今回,遠位型ミオパチーの患者に対してロボットリハビリテーション(HAL単関節医療タイプ®(以下HAL®),mediVRカグラ®)と作業療法を併用し介入を実践した.上肢機能向上・ADL(更衣・整容)動作の改善・QOL向上が認められたため報告する.
【倫理的配慮】 本報告は,「人を対象とする生命科学・医学系研究に関する倫理指針」を遵守し,対象とする患者本人に対し本報告の趣旨を説明し同意を得た.
【症例】30代男性.X-6年に縁取り空胞を伴うGNEミオパチーと診断.自宅の風呂・トイレの改修が実施済み.入浴のみ週三回福祉サービスを利用.他院で歩行に対するHAL®治療を並行して行っている.
【初期評価】〈目標設定〉COPM:①手指巧緻動作の持続性向上(実行度10/10遂行度5/10 満足度3/10)②更衣(かぶりシャツ)の自立(実行度10/10遂行度5/10満足度4/10)を設定した.〈ADL〉移動は電動車いすを使用.BI:60 FIM(更衣):上衣4下衣3かぶりシャツの背部を下す動作を体幹回旋で代償.「座っていると疲れる」と発言.〈身体機能〉ROM(右/左(°)):肩屈曲80/ 80,上肢外転60/70.MMT:肩甲帯内転と下方3,肩関節屈曲・外転・伸展2,両側上肢外旋・内旋3,両側肘関節屈曲・伸展2,両側前腕回内・回外3.〈上肢機能〉STEF(右/左):93/96〈QOL〉EQ-5D-5L:移動の程度4身の回りの管理3普段の活動3痛み・不快感4不安・ふさぎこみ4.
【方法】 2週間を1介入とし,約6ヶ月毎に計3介入行った.初回介入時はHAL®治療・作業療法を併用し,2回目以降はmediVRカグラ®を介入プログラムに追加した.
〈HAL®治療〉両側の肘関節屈曲・伸展動作の筋力低下改善目的に実施.1セット20回を疲労に応じてセット数を調整.〈mediVRカグラ®〉座位での重心移動機能改善を目的に実施.前方,斜め45°,側方90°,上方へのリーチ動作を実施.〈作業療法〉更衣・整容動作練習,手指動作の自主練習を指導.
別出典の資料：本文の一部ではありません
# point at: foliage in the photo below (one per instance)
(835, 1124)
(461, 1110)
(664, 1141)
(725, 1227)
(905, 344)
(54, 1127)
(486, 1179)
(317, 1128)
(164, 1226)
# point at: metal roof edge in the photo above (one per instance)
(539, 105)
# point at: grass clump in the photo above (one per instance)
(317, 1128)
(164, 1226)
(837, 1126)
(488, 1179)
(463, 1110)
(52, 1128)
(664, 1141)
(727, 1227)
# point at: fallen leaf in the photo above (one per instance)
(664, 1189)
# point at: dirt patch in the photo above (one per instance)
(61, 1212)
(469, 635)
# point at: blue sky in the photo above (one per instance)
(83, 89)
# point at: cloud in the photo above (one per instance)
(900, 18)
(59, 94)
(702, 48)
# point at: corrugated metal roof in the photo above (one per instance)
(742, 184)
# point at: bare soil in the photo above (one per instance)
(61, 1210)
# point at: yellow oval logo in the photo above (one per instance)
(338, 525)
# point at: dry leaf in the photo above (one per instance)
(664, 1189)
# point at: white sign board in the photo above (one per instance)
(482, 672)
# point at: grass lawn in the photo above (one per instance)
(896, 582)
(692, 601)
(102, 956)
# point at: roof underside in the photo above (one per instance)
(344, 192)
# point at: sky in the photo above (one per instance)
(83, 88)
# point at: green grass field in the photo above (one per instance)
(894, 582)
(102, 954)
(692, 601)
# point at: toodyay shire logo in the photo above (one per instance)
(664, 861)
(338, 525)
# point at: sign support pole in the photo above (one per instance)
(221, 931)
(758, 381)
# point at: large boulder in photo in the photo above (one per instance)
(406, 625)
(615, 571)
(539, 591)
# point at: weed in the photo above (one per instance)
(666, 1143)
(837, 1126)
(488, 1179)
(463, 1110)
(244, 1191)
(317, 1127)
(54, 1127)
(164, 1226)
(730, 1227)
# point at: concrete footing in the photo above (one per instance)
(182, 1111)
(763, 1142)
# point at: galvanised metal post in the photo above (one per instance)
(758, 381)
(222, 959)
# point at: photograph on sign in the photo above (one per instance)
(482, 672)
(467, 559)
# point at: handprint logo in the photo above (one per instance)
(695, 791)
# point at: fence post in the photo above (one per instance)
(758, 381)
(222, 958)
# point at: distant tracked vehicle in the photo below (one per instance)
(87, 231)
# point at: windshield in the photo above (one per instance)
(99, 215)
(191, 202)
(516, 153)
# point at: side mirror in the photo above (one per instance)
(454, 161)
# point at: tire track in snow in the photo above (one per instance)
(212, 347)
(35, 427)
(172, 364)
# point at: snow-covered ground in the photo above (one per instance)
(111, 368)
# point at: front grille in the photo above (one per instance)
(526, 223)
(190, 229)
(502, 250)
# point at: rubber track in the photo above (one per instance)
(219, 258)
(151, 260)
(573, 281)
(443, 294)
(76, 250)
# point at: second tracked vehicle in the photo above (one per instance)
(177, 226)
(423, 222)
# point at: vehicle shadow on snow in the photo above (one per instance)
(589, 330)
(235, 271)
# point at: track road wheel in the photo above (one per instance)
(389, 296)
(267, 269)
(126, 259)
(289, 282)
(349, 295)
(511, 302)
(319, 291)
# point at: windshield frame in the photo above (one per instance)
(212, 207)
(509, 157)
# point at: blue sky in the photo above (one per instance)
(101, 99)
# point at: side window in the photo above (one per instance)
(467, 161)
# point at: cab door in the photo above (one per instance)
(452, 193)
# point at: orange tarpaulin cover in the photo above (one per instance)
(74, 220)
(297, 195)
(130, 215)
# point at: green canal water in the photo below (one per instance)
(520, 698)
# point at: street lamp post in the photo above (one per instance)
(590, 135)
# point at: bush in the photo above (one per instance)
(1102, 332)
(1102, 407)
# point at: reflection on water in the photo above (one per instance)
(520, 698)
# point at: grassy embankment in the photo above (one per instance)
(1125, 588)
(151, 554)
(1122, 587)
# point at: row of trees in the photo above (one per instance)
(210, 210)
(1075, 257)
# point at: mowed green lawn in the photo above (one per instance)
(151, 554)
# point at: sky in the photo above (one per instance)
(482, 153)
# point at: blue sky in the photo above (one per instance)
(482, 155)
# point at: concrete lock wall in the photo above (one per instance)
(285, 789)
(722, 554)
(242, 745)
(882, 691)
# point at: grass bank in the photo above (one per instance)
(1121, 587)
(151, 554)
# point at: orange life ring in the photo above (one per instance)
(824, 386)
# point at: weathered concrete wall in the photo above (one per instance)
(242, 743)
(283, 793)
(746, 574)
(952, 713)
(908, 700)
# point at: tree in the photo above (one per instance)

【結果】〈目標設定〉COPM:①手指巧緻動作の持続性向上(重要度10/10遂行度5/10満足度4/10)②更衣(かぶりシャツ)の自立(実行度10/10遂行度7/10満足度7/10)〈ADL〉BI:65 FIM(更衣):上衣5/下衣3 背部のおろし動作が改善.〈身体機能〉ROM(右/左(°)):肩屈曲115/125,上肢外転90/100.MMT:両側肘関節屈曲・伸展が2→3.〈上肢機能〉STEF:98/99〈QOL〉EQ-5D-5L:身の周りの管理が3→2.
【考察】 中島ら(2017)は遠位型ミオパチー患者に対する下肢装着型HAL®が歩行機能改善に対する有効性を示しており,易疲労性をもつ神経筋疾患患者であってもHAL®によるアシストによって正確な関節運動を疲れにくく行える点で効果的であるとしている.加えてmediVRカグラ®は可能・視覚や聴覚等による感覚フィードバックを用い報酬系を刺激する様に設計されているため,意欲的にリハビリテーションに取り組めたことも考えられる.これらのロボットの特長を活用し,上肢・体幹の残存機能強化が行われ,更衣・整容動作改善に寄与したと考えられる.友利ら(2003)は,更衣について入浴等の人の尊厳に関わる活動との関連が大きいと指摘しており,更衣動作の遂行度・満足度の改善によりQOL(身の回りの管理)向上に貢献したと考えられる.したがって,ロボットリハビリテーションと作業療法を併用した介入は身体機能やADL,QOLの向上につながる可能性が示唆された.